Over the last couple of years, Gillo Theatre Repertory has been conducting play reading sessions with their team of actors to familiarise them with the kind of theatre works being written for children. Beginning today, the exercise extends to their audiences (they’re the theatre for young audiences) and their parents with Kathasagar, a monthly reading club. To be held once a month on a Saturday, the sessions are aimed at promoting play reading, which is not as common as story reading. The first writer whose works would be read is Poile Sengupta. Director and founder of Gillo, Shaili Sathyu, tells us, “We will try to understand the context of the play and have activities like asking the children to design costumes. Exploration for each play will be different.” The two-hour sessions will include essays and short stories by the writer and will gradually include plays in other languages.

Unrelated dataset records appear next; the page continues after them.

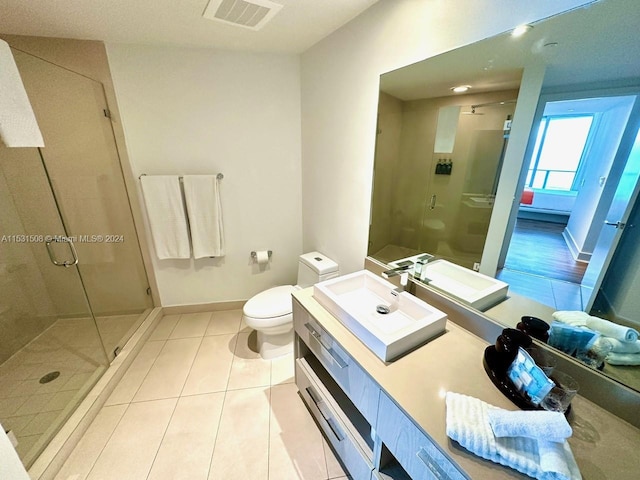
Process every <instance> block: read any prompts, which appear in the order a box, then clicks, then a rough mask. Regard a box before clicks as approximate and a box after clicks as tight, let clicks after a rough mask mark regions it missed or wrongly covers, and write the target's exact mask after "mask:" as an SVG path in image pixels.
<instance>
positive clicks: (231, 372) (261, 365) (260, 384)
mask: <svg viewBox="0 0 640 480" xmlns="http://www.w3.org/2000/svg"><path fill="white" fill-rule="evenodd" d="M254 341H255V334H254V333H253V332H252V333H251V334H248V333H239V334H238V341H237V344H236V349H235V352H234V358H233V363H232V364H231V375H230V376H229V385H228V386H227V389H228V390H237V389H240V388H252V387H263V386H267V385H269V384H270V382H271V361H269V360H263V359H262V358H261V357H260V354H258V353H257V352H256V351H255V345H253V342H254ZM249 342H252V343H251V344H250V343H249Z"/></svg>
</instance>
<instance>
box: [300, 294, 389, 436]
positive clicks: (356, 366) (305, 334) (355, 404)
mask: <svg viewBox="0 0 640 480" xmlns="http://www.w3.org/2000/svg"><path fill="white" fill-rule="evenodd" d="M293 316H294V325H295V331H296V333H297V334H298V336H299V337H300V338H301V339H302V340H303V341H304V343H305V344H306V345H307V347H308V348H309V350H311V351H312V352H313V353H314V354H315V356H316V357H317V358H318V359H319V360H320V362H321V363H322V365H323V366H324V367H325V368H326V369H327V371H328V372H329V373H330V374H331V376H332V377H333V379H334V380H335V381H336V383H337V384H338V385H340V387H341V388H342V389H343V391H344V392H345V393H346V394H347V396H348V397H349V399H350V400H351V401H352V402H353V404H354V405H355V406H356V407H357V408H358V410H360V412H361V413H362V415H363V416H364V418H366V419H367V421H368V422H369V423H370V424H371V426H373V427H375V426H376V425H375V422H376V419H377V415H378V397H379V393H380V387H378V385H377V384H376V383H375V382H374V381H373V380H372V379H371V377H369V375H367V374H366V373H365V372H364V370H362V368H360V366H359V365H358V364H357V363H356V362H355V361H354V360H353V359H352V358H351V356H350V355H349V354H348V353H347V352H346V351H345V350H344V349H343V348H342V347H341V346H340V344H339V343H338V342H336V341H335V340H334V339H333V337H331V335H329V334H328V333H327V332H326V330H325V329H324V328H322V326H321V325H320V324H319V323H318V321H317V320H316V319H315V318H313V317H312V316H311V315H309V313H308V312H307V311H306V310H305V309H304V308H302V307H301V306H300V305H298V304H297V302H295V301H294V302H293Z"/></svg>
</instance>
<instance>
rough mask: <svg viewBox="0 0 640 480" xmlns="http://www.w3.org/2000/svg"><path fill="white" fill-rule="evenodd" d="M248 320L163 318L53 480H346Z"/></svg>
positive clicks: (216, 314)
mask: <svg viewBox="0 0 640 480" xmlns="http://www.w3.org/2000/svg"><path fill="white" fill-rule="evenodd" d="M241 313H242V312H241V311H240V310H230V311H223V312H212V313H197V314H183V315H169V316H165V317H163V318H162V319H161V320H160V322H159V324H158V326H157V327H156V329H155V330H154V332H153V333H152V334H151V337H150V338H149V339H148V340H147V341H146V343H145V344H144V345H143V347H142V350H141V351H140V353H139V354H138V356H137V357H136V358H135V359H134V361H133V363H132V364H131V366H130V367H129V369H128V371H127V372H126V373H125V375H124V377H123V378H122V380H121V381H120V382H119V384H118V385H117V386H116V388H115V390H114V391H113V393H112V394H111V396H110V398H109V399H108V400H107V402H106V404H105V406H104V407H103V408H102V410H101V411H100V412H99V414H98V416H97V417H96V419H95V420H94V422H93V423H92V425H91V426H90V427H89V429H88V430H87V432H86V433H85V435H84V437H83V438H82V439H81V440H80V442H79V443H78V445H77V446H76V448H75V450H74V451H73V452H72V453H71V455H70V457H69V458H68V460H67V461H66V463H65V464H64V465H63V467H62V469H61V470H60V472H59V473H58V475H57V476H56V480H80V479H89V480H108V479H118V480H126V479H132V480H142V479H147V480H168V479H171V480H178V479H185V480H187V479H188V480H200V479H201V480H207V479H208V480H212V479H225V480H233V479H243V480H245V479H251V480H262V479H264V480H267V479H269V480H289V479H291V480H295V479H319V480H324V479H346V478H347V477H346V476H345V472H344V471H343V470H342V468H341V466H340V464H339V463H338V462H337V460H336V459H335V457H334V455H333V453H332V452H331V450H330V449H329V447H328V446H327V444H326V443H325V441H324V439H323V437H322V435H321V433H320V431H319V430H318V428H317V426H316V425H315V423H314V421H313V419H312V417H311V415H310V414H309V413H308V411H307V410H306V408H305V406H304V404H303V403H302V400H301V399H300V398H299V396H298V394H297V388H296V386H295V384H294V383H293V381H294V379H293V356H292V355H291V354H289V355H286V356H284V357H281V358H278V359H274V360H271V361H268V360H262V359H261V358H260V356H259V355H258V354H257V353H255V351H254V349H255V346H254V342H255V333H252V331H251V329H249V328H247V327H246V326H244V325H242V323H241Z"/></svg>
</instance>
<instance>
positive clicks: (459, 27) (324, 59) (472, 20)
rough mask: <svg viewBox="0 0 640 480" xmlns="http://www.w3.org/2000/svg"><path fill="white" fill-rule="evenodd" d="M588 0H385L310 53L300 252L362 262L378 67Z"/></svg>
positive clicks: (452, 45)
mask: <svg viewBox="0 0 640 480" xmlns="http://www.w3.org/2000/svg"><path fill="white" fill-rule="evenodd" d="M586 3H590V2H588V1H584V0H563V1H557V2H528V3H525V2H513V1H510V0H457V1H456V2H427V1H423V2H416V1H415V0H381V1H380V2H378V3H376V4H375V5H373V6H372V7H371V8H369V9H368V10H366V11H365V12H364V13H362V14H361V15H359V16H358V17H356V18H355V19H354V20H352V21H351V22H350V23H348V24H347V25H345V26H344V27H342V28H341V29H339V30H338V31H337V32H335V33H333V34H332V35H330V36H328V37H327V38H325V39H324V40H322V41H321V42H319V43H317V44H316V45H315V46H313V47H312V48H310V49H309V50H307V51H306V52H305V53H303V55H302V64H301V71H302V80H301V81H302V194H303V198H302V202H303V203H302V206H303V212H304V213H303V249H318V250H321V251H322V252H323V253H325V254H326V255H328V256H330V257H331V258H333V259H334V260H336V261H337V262H338V264H339V265H340V270H341V272H343V273H349V272H352V271H355V270H358V269H361V268H362V265H363V258H364V257H365V255H366V253H367V238H368V230H369V210H370V207H369V204H370V199H371V181H372V173H373V156H374V146H375V129H376V111H377V102H378V87H379V76H380V74H382V73H384V72H387V71H390V70H393V69H395V68H399V67H401V66H404V65H408V64H410V63H414V62H416V61H420V60H423V59H425V58H427V57H430V56H433V55H436V54H439V53H442V52H445V51H447V50H451V49H453V48H457V47H459V46H461V45H466V44H469V43H473V42H475V41H478V40H481V39H483V38H486V37H488V36H492V35H495V34H498V33H500V32H503V31H506V30H509V29H510V28H512V27H514V26H516V25H518V24H520V23H527V22H531V21H534V20H537V19H540V18H544V17H547V16H550V15H553V14H556V13H559V12H562V11H565V10H567V9H570V8H573V7H576V6H579V5H584V4H586ZM345 205H348V209H347V210H345ZM339 212H342V213H339ZM336 232H340V235H336Z"/></svg>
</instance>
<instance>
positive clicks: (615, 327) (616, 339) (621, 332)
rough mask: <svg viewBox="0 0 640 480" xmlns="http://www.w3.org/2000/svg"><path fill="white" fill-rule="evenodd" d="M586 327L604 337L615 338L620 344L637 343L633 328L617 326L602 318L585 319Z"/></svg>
mask: <svg viewBox="0 0 640 480" xmlns="http://www.w3.org/2000/svg"><path fill="white" fill-rule="evenodd" d="M587 327H589V328H590V329H592V330H595V331H596V332H600V333H601V334H602V335H604V336H605V337H611V338H615V339H616V340H620V341H621V342H629V343H631V342H637V341H638V331H637V330H634V329H633V328H629V327H625V326H624V325H618V324H617V323H613V322H610V321H609V320H605V319H603V318H598V317H592V316H590V317H589V318H588V319H587Z"/></svg>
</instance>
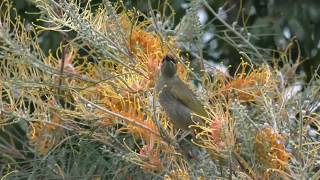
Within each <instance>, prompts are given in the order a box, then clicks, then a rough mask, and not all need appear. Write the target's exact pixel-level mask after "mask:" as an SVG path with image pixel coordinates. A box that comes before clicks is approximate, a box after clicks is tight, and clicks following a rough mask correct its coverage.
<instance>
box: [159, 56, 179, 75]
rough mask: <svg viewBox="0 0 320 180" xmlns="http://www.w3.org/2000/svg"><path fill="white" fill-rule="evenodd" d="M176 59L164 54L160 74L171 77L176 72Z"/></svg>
mask: <svg viewBox="0 0 320 180" xmlns="http://www.w3.org/2000/svg"><path fill="white" fill-rule="evenodd" d="M176 65H177V60H176V59H175V58H174V57H173V56H172V55H166V56H165V57H164V58H163V60H162V64H161V75H162V76H164V77H173V76H174V75H175V74H176V72H177V67H176Z"/></svg>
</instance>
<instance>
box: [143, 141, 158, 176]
mask: <svg viewBox="0 0 320 180" xmlns="http://www.w3.org/2000/svg"><path fill="white" fill-rule="evenodd" d="M139 155H140V156H141V157H142V158H143V159H144V163H143V165H142V168H143V169H144V170H145V171H154V170H159V169H160V168H161V160H160V151H159V148H155V147H153V145H144V146H143V147H142V148H141V149H140V152H139Z"/></svg>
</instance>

Theatre exclusively for children

Gillo is an arts organisation that works towards content development, performance, training, curating, etc, for children. What sets Gillo apart from the other theatre companies, says Shaili, is the fact that it does work exclusively for children while others also include theatre for adults. “Theatre exclusively for children is needed for their aesthetic development,” she says. Since its inception in 2009, the repertory has adapted stories into plays, Kyun-Kyun Ladki (Mahashweta Devi), Taoos Chaman Ki Myna (Naiyer Masud), She-He-Shey (Rabindranath Tagore’s Shey), and many more. The name of the group comes from gillo gilehri or a squirrel that’s found almost everywhere in India.

It’s a tough space

Shaili remembers, “There was only so much happening in theatre for children when we started.” Convincing people to come on board Gillo was difficult initially and still proves to be a hurdle. “Generally, established theatre actors are not interested in doing plays for children or they teach and conduct workshops, so it’s difficult to have someone for all 12 months.” Getting a place to hold the plays is not easy either. “Not many people invite you to perform and it’s not a long-term deal. It’s tough but the returns are enough to survive,” says Shaili, whose parents are illustrious theatre and film personalities Shama Zaidi and MS Sathyu. Though, things are now looking up. “Every year, more people are showing interest in working for children. But, it will take a few more years to become consistent,” she says.

Future plans

This year, Gillo introduced a tour bus where they travelled across Karnataka to take children’s theatre to a wider audience. Over the next five years, the group aims to build collaboration with other cultural institutions and have artiste exchange. “We’d like more people to create original work for children.” Since 2010, Gillo has built its own tour circuit that includes Bengaluru, Kolkata, Pune, etc. They plan to expand it to Kerala, Gujarat, Madhya Pradesh and the north. “We want to join the dots and share the roadmap for other people to venture,” Shaili says.